Professor Moss is a Senior Researcher at the Integrative Research Institute on Transformations of Human-Environment Systems (IRI THESys) at Humboldt University of Berlin and Honorary Professor at the Leibniz University Hannover. His research combines historical studies of infrastructure with contemporary debates of sociotechnical and urban transitions. He uses the analysis of past infrastructural developments as a source for historical contextualization and critical reflection of current developments in networked critical infrastructures. He is particularly interested in energy and water infrastructures and the multiple geographies, power relations, and socio-materialities associated with them.
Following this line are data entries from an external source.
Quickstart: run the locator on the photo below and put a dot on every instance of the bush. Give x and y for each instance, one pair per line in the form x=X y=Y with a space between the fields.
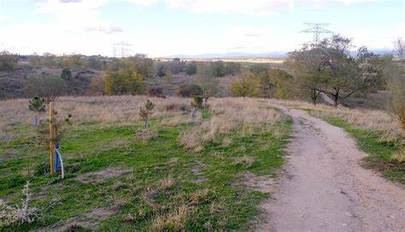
x=66 y=74
x=8 y=61
x=190 y=90
x=396 y=86
x=191 y=69
x=246 y=86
In his lecture, Professor Moss will address the issue of future-proofing critical infrastructures using knowledge of the past. As in arguments about the existential challenges of our time, the focus is too often only on the future: Debates about climate, environmental, and societal crises focus on anxiety over what is to come and, at the same time, optimism around human-driven solutions. To many observers, indeed, the past is part of the problem, rather than the solution. In his talk, Professor Moss invites us to question our dismissive approach to the past. Using the case of infrastructure as an example, he will show how history can be mobilized as a resource of experience to overcome current challenges. For this, Moss says, has the great potential to challenge prevalent assumptions, provide instructive analogies, reveal alternative pathways or unpack earlier critical junctures.
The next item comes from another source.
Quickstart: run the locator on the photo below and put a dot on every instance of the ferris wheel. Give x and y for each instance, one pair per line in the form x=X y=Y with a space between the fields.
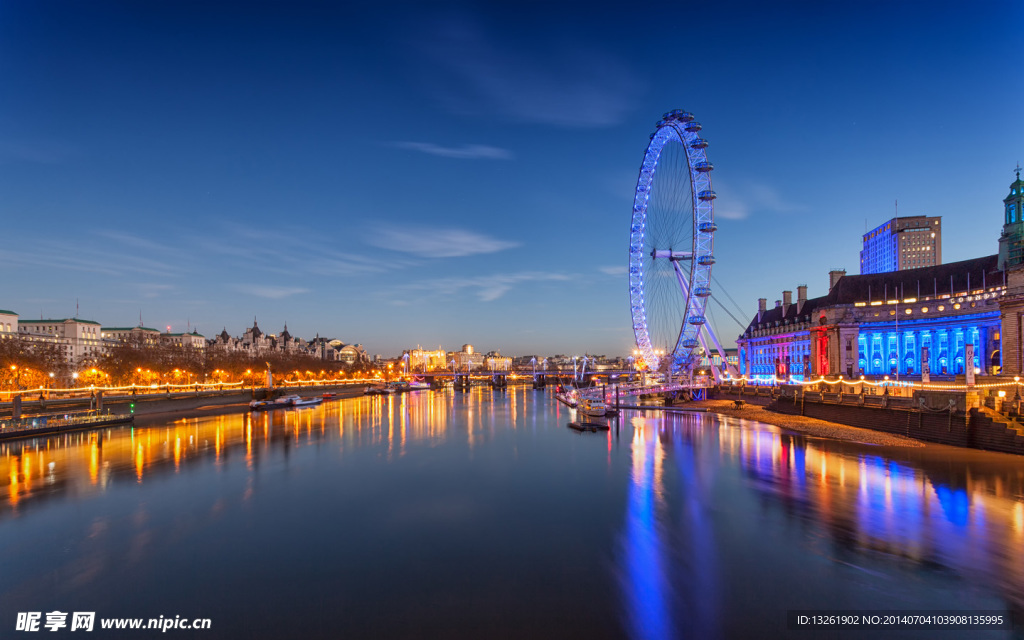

Honoring the best student project on the topic of water supply in the event of a crisis

Following Professor Moss’ lecture, the award ceremony for the best student project in the course “Fundamentals of Digitalisation” from the Bachelor’s program Mechanical Engineering – Sustainable Engineering will take place. The prize will be awarded to two students for their outstanding performance in a project work created with a dataset from emergenCITY.
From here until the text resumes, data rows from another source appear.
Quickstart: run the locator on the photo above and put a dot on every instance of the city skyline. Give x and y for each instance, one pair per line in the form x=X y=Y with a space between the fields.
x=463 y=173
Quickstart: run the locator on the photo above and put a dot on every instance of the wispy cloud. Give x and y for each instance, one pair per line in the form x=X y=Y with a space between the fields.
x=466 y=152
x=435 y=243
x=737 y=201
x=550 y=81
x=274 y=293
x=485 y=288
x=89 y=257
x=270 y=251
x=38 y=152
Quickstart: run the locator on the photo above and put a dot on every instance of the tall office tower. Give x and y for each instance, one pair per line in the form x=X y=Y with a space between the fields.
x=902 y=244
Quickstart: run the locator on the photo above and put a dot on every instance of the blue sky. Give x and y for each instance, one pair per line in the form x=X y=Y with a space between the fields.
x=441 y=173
Since last semester, research and teaching go hand in hand between the Bachelor Mechanical Engineering – Sustainable Engineering and emergenCITY. The exam requirement for the new course for first-year students consisted of a programming project to analyze a dataset on demand satisfaction achieved by the water distribution system in the face of large movements of the urban population caused by critical events. This dataset came from the emergenCITY publication in the journal Water “Water Distribution in a Socio-Technical System: Resilience Assessment for Critical Events Causing Demand Relocation” by Kevin Logan, Michaela Leštáková, Nadja Thiessen, Jens Ivo Engels, and Peter Pelz. The task was to write a code to read in the data, check their validity, process them, and visualize the results. A special focus of the project was on methods of research data management such as versioning of software and standardized code documentation. In the course, students learn fundamental digital and data literacy as well as FAIR (findable, accessible, interoperable, reusable) data management in engineering sciences. In addition, they were able to directly experience what mechanical engineering has to do with infrastructure through the practical research example. The best student project of this great example for the unity of research and teaching will now be awarded.